The version was called PCLinux OS which I bought from the
linuxshop.co.uk. I didn't name it before because I couldn't find the original discs. I have recent tried to access the Linux shop, but have been warned by my browser that their security certificate isn't valid.
I can say, I installed it. Found it crashed my computer. Removed it and found I couldn't access the CD drive to reinstall Windows. Asking in the forum for this OS, my messages were repeatedly deleted. I eventually bought another computer.
Since then I have spoken to a number of different people and been advised that Linux will need to rewrite the BIOS because it works in a different way. That when it was removed, it failed to return my BIOS to its original state. I ahve also been advised there is a command line code I can enter but sadly I can't remember what it is and lost the paper on which I wrote it down. But no big deal. Down to experience.
I accept that that version of Linux is well known to the entire planet to be buggy, sadly, at the time, it was being widely recommended. (To put it mildly. It was said to be the Linux to finally replace Windows.). I accept that my computer is rather old, but at the time, it wasn't. I accept I could have done this or that, or gone to this or that, or bought this or that, but I didn't.
I installed a version of Linux. It destroyed my machine. The Forums were less helpful that an French waiter in an emergency and I will stick with Uncle Bill for now. (I'm just not ready to worship at the feet of Apple.

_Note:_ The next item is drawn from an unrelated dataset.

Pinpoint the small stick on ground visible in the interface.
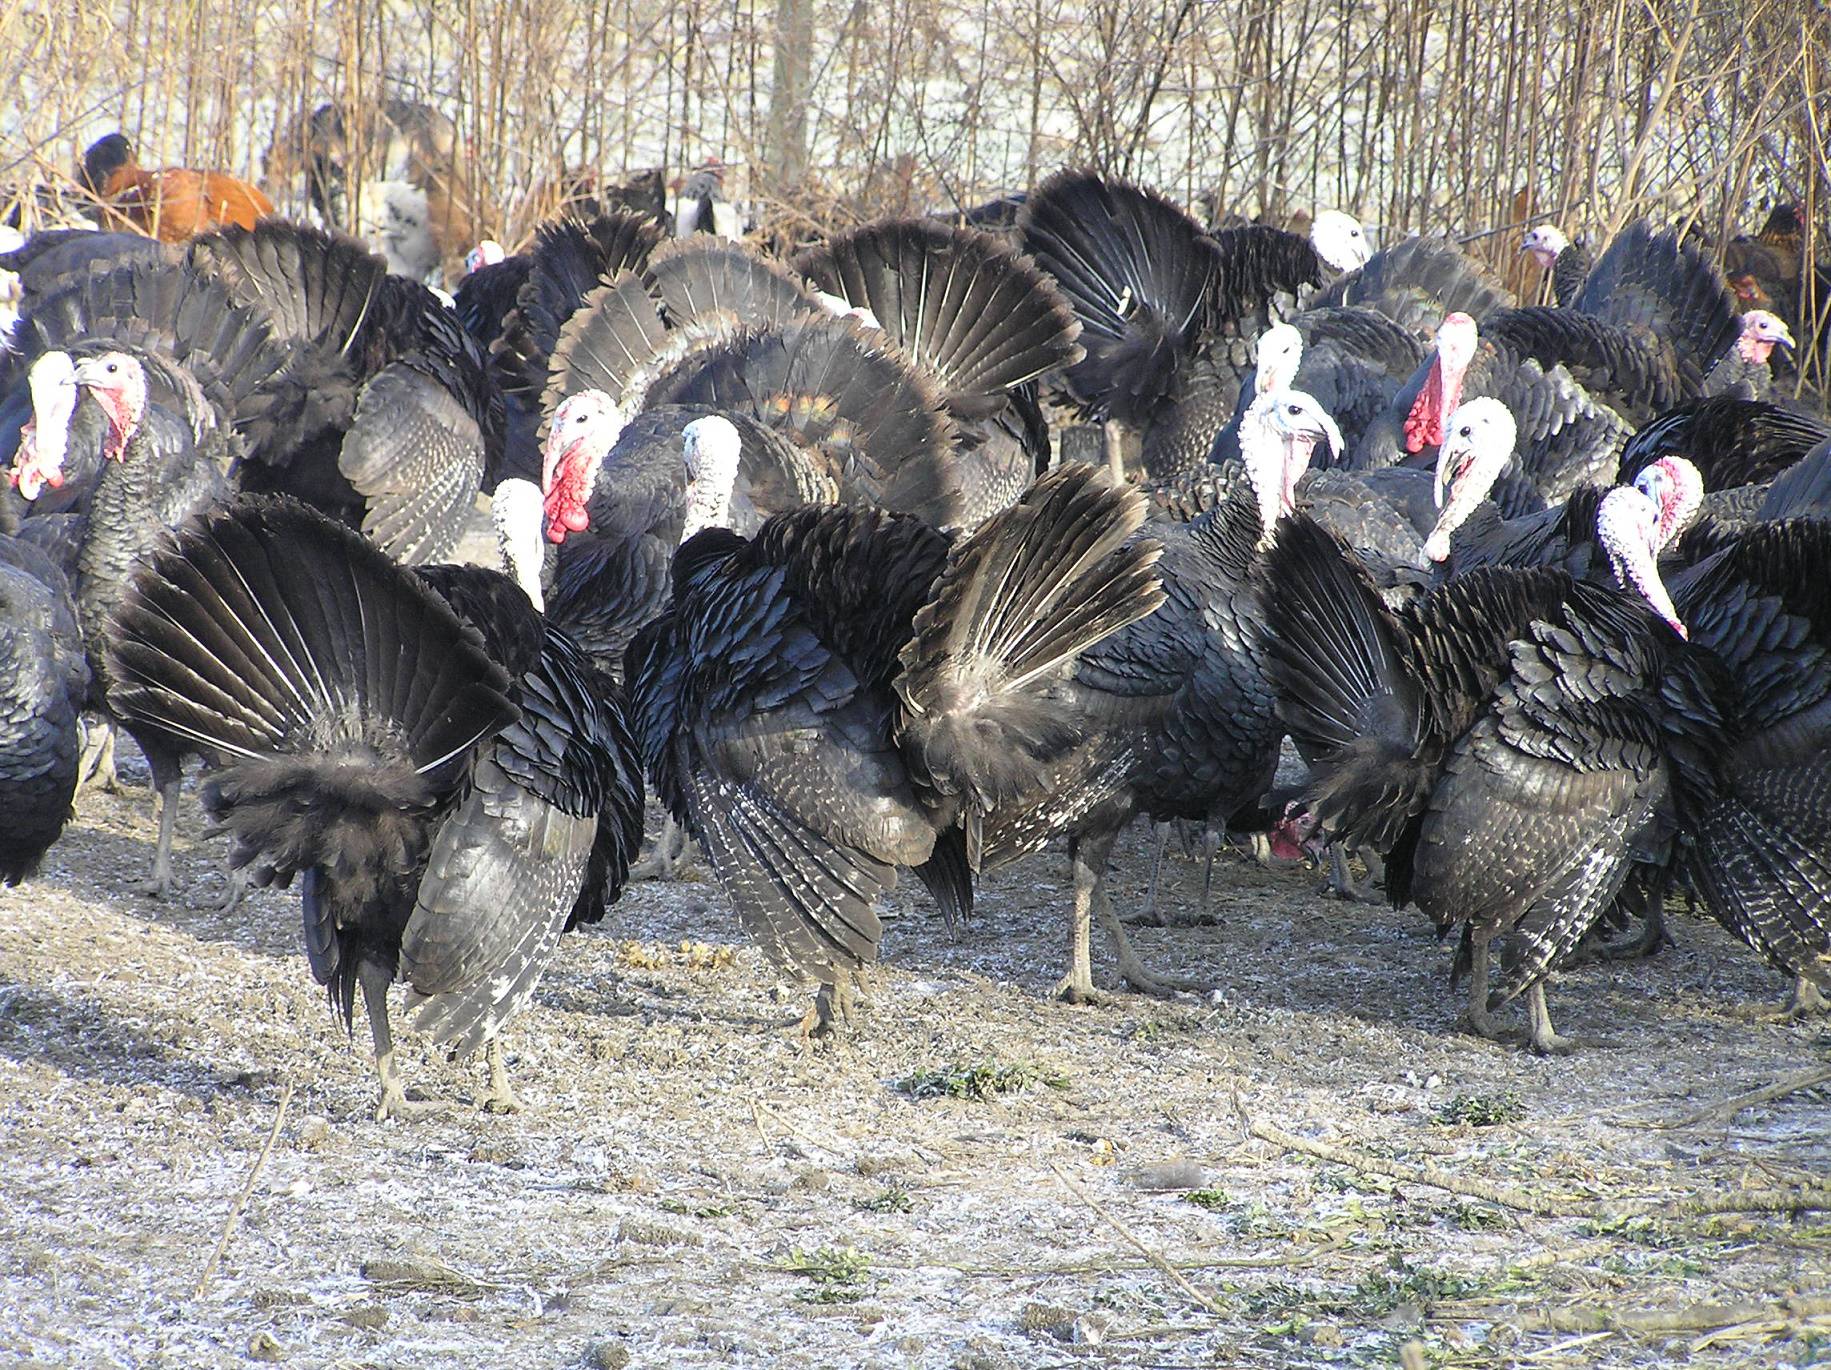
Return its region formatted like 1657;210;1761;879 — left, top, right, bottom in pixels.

I have found most Linux users to be rather overly keen and slightly fanatical, (in a Ho Humm, sort of way

).).
In a few years, it might be interesting to look at the sociology of computer OS's. M$ is the standard, of course, but the competitors, Linux and Apple, but seem to have developed their own brands of personal insanity, which is really quite amusing to those of us who just want something to do as it says on the tin, but blissfully unaware to those affected.
Just another reason to love you all.